The star Kepler-107, about 1700 light years away from the Sun, with 1.2 times the solar mass and and age of about 4.3 billion years, hosts a planetary system with 4 sub-Neptuns discovered by the NASA satellite Kepler. Their rotation periods (3.18, 4.90, 7.96 and 14.75 days) are almost in resonance, suggesting that these planets migrated from their formation site. The two innermost planets have been analyzed in the study: “A giant impact as the likely origin of different twins in the Kepler-107 exoplanet system” of A. S. Bonomo (INAF – Astrophysical Observatory of Turin), recently appeared on Nature Astronomy. The authors of this study observed Kepler-107 with HARPS-N, mounted on the Telescopio Nazionale Galileo, from 2014 June 21st to 2017 April 22nd, collecting 114 spectroscopic observations of the star and its planets. These observations, together with Kepler data, allowed them to estimate the density of the two innermost planets, with Kepler-107 c being about twice more dense than Kepler-107 b (12.6 e 5.3 g/cm³ respectively). This configuration cannot be due to photoevaporation. If this would be the case, in fact, the innermost planet had received a larger X-ray and UV flux from the host star and thus it was more affected by photoevaporation, being today with a larger density than the outer planets. This doesn’t match with the observations. To explain this discrepancy. the authors have shown with simulations that high speed collisions with a 10 solar mass exoplanets would have formed a planet with the same characteristics of Kepler-107 c because of the lost of most of its mantle. The exoplanetary system orbiting around Kepler-107 is thus the only known system with evidence of collisions responsible for the current architecture. The astronomers L. Affer and G. Micela of INAF – Astronomical Observatory of Palermo, are coauthors of this study.

 

The figure (link) shows some snapshots of the simulated collision that formed Kepler-107 c.
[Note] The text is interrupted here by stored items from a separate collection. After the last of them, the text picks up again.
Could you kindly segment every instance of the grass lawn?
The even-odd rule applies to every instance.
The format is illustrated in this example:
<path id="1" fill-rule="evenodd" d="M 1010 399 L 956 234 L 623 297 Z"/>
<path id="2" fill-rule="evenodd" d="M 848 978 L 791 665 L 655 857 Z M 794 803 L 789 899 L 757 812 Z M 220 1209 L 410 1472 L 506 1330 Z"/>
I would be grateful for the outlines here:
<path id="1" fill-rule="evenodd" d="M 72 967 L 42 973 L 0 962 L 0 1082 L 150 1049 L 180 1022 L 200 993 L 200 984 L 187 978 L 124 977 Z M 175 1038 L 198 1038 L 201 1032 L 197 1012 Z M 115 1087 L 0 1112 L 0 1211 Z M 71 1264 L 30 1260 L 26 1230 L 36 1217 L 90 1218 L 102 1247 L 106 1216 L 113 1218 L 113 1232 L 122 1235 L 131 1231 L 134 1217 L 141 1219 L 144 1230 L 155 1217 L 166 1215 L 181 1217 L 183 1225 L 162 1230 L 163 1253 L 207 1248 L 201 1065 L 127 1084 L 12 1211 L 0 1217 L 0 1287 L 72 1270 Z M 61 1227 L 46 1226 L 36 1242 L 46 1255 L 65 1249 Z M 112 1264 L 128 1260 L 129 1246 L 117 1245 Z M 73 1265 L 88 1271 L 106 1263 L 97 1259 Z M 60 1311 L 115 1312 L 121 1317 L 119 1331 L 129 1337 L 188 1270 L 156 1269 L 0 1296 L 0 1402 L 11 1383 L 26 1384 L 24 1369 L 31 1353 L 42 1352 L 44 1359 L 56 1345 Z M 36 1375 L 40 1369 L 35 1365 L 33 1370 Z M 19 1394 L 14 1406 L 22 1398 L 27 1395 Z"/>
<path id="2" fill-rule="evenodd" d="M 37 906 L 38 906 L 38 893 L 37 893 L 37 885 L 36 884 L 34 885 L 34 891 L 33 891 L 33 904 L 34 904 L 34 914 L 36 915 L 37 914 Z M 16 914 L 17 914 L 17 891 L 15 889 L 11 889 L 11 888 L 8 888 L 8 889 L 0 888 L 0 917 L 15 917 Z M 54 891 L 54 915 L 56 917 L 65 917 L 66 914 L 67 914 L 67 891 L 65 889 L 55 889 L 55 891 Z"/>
The adopted collision velocity is 62.5 km/sec, and the planets have a mass of 10.5 Earth masses. The three strips display composition (top), density (middle) and temperature (bottom). The impactors have identical initial composition consisting of 70% forsterite mantle and 30% iron core by mass. The middle two frames show a cross-sectional cut through the pancake structure created by the impact. Most of the material is vaporized during the impact. The largest post-collision remnant has a bound mass of 8.2 Earth masses with a material composition of 36% forsterite and 64% iron, which is consistent with both Kepler-107 c mass and composition. The post-collision remnant is significantly inflated and still cooling at the end of the simulation (last frame).